Esther spędzała ze mną przerwę w szkolnej bibliotece. Pomagała mi w sortowaniu książek, dzięki czemu byłam w stanie o wiele szybciej pracować.

— To powieść. Autor to Melville — powiedziałam do dziewczyny, które wzięła ode mnie książkę i zaraz zniknęła między półkami.

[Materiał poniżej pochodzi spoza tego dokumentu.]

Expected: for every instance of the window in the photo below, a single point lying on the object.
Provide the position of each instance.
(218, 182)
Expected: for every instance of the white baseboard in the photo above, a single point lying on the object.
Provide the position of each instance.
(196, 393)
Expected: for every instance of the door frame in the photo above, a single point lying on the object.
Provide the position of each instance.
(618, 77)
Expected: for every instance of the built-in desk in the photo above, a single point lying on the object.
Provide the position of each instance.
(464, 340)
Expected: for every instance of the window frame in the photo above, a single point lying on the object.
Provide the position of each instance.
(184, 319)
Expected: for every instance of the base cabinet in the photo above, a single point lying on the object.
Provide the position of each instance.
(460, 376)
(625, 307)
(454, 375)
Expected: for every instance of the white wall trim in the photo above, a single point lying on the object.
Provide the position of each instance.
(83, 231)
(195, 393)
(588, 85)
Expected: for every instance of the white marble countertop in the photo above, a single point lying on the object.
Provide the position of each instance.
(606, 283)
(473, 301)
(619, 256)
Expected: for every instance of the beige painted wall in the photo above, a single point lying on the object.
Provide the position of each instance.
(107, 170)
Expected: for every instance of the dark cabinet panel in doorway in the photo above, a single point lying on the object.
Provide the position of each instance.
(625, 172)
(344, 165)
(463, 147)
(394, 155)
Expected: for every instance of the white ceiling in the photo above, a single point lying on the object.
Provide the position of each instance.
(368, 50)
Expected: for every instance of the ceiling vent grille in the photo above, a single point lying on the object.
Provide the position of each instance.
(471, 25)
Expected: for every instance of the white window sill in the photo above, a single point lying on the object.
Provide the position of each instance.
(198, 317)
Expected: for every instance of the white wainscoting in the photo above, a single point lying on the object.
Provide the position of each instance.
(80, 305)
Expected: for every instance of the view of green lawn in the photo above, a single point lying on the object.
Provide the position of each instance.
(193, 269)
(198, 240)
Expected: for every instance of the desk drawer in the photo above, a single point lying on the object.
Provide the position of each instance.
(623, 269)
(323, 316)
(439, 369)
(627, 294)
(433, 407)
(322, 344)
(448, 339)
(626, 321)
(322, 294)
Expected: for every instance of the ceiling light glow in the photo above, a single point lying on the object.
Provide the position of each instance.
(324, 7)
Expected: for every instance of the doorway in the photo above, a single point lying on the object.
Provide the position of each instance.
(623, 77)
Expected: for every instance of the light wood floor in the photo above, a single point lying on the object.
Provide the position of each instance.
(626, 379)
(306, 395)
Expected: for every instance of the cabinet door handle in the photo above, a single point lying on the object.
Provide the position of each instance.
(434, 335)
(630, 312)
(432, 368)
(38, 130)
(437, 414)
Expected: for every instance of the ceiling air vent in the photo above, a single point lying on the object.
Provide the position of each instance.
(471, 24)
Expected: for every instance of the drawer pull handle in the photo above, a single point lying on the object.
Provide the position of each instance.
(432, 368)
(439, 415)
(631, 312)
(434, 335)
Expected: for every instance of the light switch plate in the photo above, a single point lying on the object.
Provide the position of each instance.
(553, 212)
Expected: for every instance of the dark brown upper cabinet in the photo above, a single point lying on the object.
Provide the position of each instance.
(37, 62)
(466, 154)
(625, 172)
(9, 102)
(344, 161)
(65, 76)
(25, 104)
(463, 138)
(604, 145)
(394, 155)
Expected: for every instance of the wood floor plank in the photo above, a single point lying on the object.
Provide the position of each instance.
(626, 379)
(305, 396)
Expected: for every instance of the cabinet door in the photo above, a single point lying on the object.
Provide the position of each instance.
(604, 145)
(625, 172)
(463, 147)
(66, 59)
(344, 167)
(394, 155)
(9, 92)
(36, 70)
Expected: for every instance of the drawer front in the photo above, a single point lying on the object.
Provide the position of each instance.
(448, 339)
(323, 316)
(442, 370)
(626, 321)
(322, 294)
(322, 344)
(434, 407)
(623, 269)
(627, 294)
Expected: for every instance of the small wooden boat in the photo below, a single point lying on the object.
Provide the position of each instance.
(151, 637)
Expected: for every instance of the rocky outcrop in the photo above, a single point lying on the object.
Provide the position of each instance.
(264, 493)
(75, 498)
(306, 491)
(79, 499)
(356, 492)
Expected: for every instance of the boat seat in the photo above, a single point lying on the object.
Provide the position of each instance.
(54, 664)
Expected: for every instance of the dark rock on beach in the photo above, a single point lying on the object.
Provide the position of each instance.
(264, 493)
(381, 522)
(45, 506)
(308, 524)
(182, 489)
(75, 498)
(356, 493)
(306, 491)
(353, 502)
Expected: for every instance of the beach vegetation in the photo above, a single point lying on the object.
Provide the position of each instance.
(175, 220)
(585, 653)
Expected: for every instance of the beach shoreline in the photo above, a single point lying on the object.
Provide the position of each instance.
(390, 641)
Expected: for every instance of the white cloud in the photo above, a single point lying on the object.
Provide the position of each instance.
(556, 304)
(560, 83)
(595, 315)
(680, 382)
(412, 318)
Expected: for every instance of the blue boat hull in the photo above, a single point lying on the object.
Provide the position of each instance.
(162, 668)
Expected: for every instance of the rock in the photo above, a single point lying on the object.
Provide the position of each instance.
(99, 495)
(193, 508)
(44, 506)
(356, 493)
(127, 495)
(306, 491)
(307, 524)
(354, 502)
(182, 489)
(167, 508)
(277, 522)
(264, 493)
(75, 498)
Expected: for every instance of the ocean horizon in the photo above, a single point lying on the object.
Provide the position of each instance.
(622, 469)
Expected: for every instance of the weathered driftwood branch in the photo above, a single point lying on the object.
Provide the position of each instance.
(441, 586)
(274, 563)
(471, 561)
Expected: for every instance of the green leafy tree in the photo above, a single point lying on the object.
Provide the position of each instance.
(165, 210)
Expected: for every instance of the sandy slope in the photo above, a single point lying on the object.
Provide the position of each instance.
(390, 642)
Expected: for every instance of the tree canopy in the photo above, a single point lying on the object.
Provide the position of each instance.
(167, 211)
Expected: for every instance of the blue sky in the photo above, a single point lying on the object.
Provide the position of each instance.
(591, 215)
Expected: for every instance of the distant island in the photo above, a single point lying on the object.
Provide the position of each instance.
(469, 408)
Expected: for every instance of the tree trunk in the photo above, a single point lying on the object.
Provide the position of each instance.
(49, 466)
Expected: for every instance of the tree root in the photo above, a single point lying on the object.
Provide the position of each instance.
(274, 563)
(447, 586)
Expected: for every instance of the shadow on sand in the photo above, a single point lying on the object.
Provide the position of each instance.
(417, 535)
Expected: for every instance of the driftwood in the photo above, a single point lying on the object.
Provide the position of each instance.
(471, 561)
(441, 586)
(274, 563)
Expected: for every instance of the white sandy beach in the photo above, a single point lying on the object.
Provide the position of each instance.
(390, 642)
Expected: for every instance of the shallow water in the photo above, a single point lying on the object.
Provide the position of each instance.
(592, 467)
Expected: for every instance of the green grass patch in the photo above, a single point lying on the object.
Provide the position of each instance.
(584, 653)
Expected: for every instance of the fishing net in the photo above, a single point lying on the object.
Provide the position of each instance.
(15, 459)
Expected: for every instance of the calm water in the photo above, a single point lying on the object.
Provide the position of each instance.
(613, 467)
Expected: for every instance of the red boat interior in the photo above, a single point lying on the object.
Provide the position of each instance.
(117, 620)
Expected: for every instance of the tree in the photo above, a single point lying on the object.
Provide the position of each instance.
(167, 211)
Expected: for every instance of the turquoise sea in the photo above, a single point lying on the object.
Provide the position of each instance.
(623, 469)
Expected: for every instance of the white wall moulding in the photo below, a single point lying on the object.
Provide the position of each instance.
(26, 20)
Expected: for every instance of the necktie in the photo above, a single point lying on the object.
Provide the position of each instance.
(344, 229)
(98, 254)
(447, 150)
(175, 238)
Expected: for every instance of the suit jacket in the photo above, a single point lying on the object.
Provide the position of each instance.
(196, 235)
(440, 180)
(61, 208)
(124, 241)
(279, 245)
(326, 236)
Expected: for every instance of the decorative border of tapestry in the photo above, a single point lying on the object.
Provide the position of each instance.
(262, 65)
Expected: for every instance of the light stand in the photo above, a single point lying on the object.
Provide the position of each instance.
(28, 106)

— Ma Pani ulubioną książkę? — zapytała mnie, wracając. Wręczyłam jej kolejną książkę i wskazałam w stronę półek z kryminałami.

— Chyba nie — odparłam, zastanawiając się nad jej pytaniem. W mojej głowie jednak nie pojawił się żaden pomysł na ulubioną książkę. Lubiłam wiele książek. — A ty?

— Moją ulubioną książką jest Les Fleurs Séchées. — Nieśmiale się uśmiechnęła. — Kojarzy ją Pani?

— Niestety nie — przyznałam, podając jej do rąk pięć tomów dzieł jednego pisarza. — Fantasy.

Usiadłam przy biurku i odnotowałam w komputerze, że książki zostały oddane. W między czasie Esther usiadła na przeciwko mnie. Przyglądała się swoim na czarno pomalowanym paznokcią, podczas gdy ja sprawdzałam jeszcze maile.

— Mogę ją Pani pożyczyć? — Uniosłam brwi, nie rozumiejąc, o czym mówi. — Mam na myśli książkę. Les Fleurs Séchées.

Chętnie ją przeczytam — odparłam, wiedząc, że sprawię jej tym radość.

Mój wzrok skakał szybko po tytułach książek, które wciąż były do oddania. Później otworzyłam jeszcze raz stronę z tymi, które mi dzisiaj przyniesiono. Wiedziałam, że będę musiała tego dnia zostać dłużej po zajęciach.

— Pozdrowiła Pani Harry'ego? — zapytała Esther i ledwo powstrzymałam się od przewrócenie oczami. Miałam gorszy dzień, ale naprawdę nie chciałam, aby mój zły humor wpłynął na jej samopoczucie. Więc ukrywałam wszelkie negatywne emocje.

— Tak. Kazał cię też pozdrowić — skłamałam, bo tak naprawdę szatyn wcale nie był zadowolony z faktu, że mówiłam o nim swoim uczniom. Kiedy mu przekazałam pozdrowienia Esther, w pierwszej chwili skarcił mnie jedynie spojrzeniem. Nic więcej nie powiedział. Później przypomniał mi o tym, że miałam się nie zbliżać za bardzo do swoich uczniów, co ewidentnie ignorowałam. To było pewnie nieodpowiedzialne, zważając na pewne okoliczności, ale czasami przesadzał. Nie raz wracałam myślami do naszej kłótni w samochodzie, ale rozumiałam jego zachowanie.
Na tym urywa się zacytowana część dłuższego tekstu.